La Gazette de la grande ile

Madagascar: Zone de non-sens et non droit

Publié le 05 avril 2018

Aujourd’hui plus qu’hier, la Grande Ile est devenue une zone de non-droit. Quatre exemples notoires permettent d’illustrer notre propos

L’affaire Claudine Razaimamonjy est la preuve flagrante que Madagascar est une zone de non-droit. Cette ancienne conseillère officieuse du Président de la République avait en charge la collecte de fonds pour le HVM. Elle a accompli sa mission avec diligence, en s’enrichissant outrageusement au passage. Elle a détourné de l’argent au Ministère de l’Education Nationale. Avec l’appui absurde du Ministre de la Justice de l’époque Charles Andriamiseza, elle a fui la prison à travers une fausse évacuation sanitaire pour se réfugier à l’Ile Maurice d’où elle a été expulsée. Depuis son retour à Madagascar, elle est libre comme l’air, même si elle est officiellement en détention préventive. Il est utile de noter que Claudine Razaimamonjy n’a restitué aucune somme détournée. Il s’agit de l’argent des contribuables malgaches et de l’Union Européenne.

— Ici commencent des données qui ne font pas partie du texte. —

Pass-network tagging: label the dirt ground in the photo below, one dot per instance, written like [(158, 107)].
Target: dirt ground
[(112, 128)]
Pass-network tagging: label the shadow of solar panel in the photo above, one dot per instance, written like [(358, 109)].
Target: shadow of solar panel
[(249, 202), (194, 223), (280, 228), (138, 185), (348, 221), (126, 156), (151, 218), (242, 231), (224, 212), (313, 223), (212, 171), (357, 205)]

L’affaire Riana Randriamandavy s’inscrit dans le prolongement du cas de Claudine Razaimamonjy qui n’est autre que sa belle-sœur. Sénateur , Riana Randriamandavy a eu le mauvais goût de défendre Claudine Razaimamonjy au point d’insulter et de menacer les forces de l’ordre lors de l’audition de sa belle-sœur au Bianco. Il a également empêché des magistrats de vérifier la présence effective Claudine Razaimamonjy sur son lit d’hôpital. Bien qu’auditionné, Riana Randriamandavy n’a toujours pas été condamné par la justice. Cette aberration contraste avec le traitement du Sénateur Lylison qui a été condamné pour avoir déclaré « Antananarivo, ville morte ». C’est bien la preuve qu’il y a deux poids, deux mesures selon que l’on est pro-régime ou pas.

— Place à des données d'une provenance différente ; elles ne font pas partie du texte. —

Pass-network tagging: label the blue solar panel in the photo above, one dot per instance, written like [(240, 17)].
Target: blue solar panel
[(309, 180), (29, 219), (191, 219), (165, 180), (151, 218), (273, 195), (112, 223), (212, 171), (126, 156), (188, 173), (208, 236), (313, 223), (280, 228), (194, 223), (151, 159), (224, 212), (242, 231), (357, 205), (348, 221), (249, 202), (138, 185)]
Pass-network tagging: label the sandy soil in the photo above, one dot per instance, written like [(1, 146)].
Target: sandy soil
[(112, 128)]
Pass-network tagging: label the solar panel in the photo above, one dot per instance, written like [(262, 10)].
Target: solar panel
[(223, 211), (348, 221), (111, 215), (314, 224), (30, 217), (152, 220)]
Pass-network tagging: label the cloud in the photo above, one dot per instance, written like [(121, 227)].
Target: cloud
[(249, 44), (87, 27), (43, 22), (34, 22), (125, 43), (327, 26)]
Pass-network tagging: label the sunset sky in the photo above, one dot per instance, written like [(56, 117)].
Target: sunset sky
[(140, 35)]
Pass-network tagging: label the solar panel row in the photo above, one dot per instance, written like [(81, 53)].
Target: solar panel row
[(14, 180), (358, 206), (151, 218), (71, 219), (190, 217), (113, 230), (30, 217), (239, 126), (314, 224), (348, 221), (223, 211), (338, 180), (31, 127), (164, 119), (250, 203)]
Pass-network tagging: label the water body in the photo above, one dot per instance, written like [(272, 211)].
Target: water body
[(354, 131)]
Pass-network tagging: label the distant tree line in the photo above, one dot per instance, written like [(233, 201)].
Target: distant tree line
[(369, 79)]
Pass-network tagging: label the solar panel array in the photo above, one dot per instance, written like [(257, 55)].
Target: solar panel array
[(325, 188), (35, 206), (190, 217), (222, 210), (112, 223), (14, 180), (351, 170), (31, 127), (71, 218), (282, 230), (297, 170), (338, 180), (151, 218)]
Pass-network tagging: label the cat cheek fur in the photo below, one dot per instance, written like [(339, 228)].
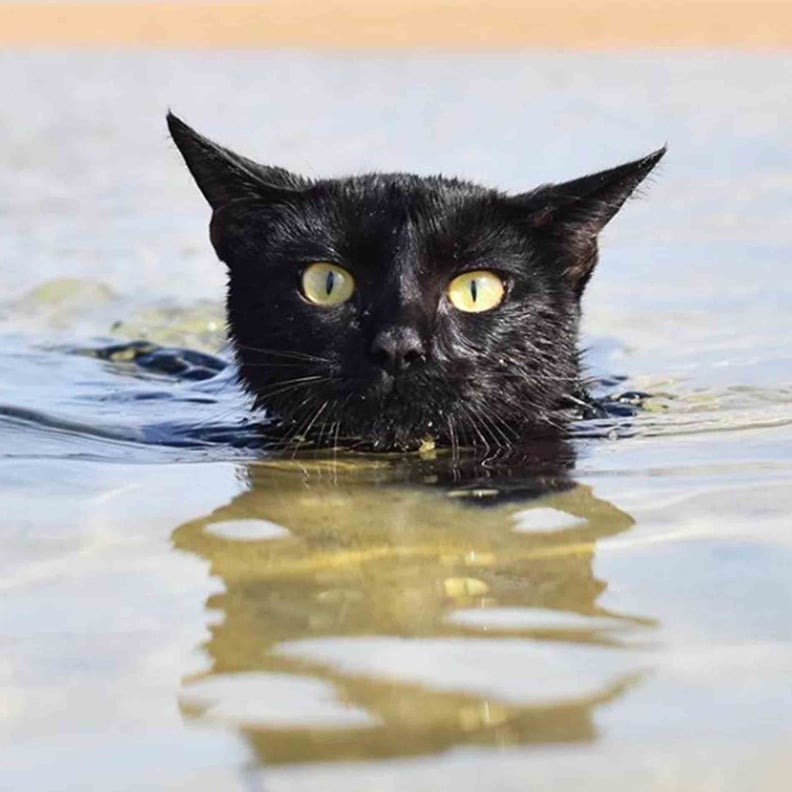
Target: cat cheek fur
[(397, 363)]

L’affaire Houcine Arfa a ridiculisé l’appareil judiciaire. Après un procès inéquitable, Houcine Arfa, l’ancien conseiller à la sécurité du Président de la République, a été condamné à une peine d’emprisonnement ferme. Il a tout de même réussi à fuir vers la France. De là, il a médiatisé les conditions de son évasion rocambolesque facilitée par la corruption. La Procureur de la République d’Antananarivo a reconnu avoir reçu dans son bureau, en présence du Chef de la Brigade Criminelle, un émissaire d’Houcine Arfa porteur de deux valises bourrées de liasses de billets. Là où ça devient délicieusement kafkaïen, c’est que la Procureur de la République n’a pas procédé à l’arrestation immédiate du représentant d’Houcine Arfa. Au lieu de cela, elle l’a envoyé, de ses propres aveux, chez la Ministre de la Justice, laquelle est accusée d’avoir pris 70.000 Euros.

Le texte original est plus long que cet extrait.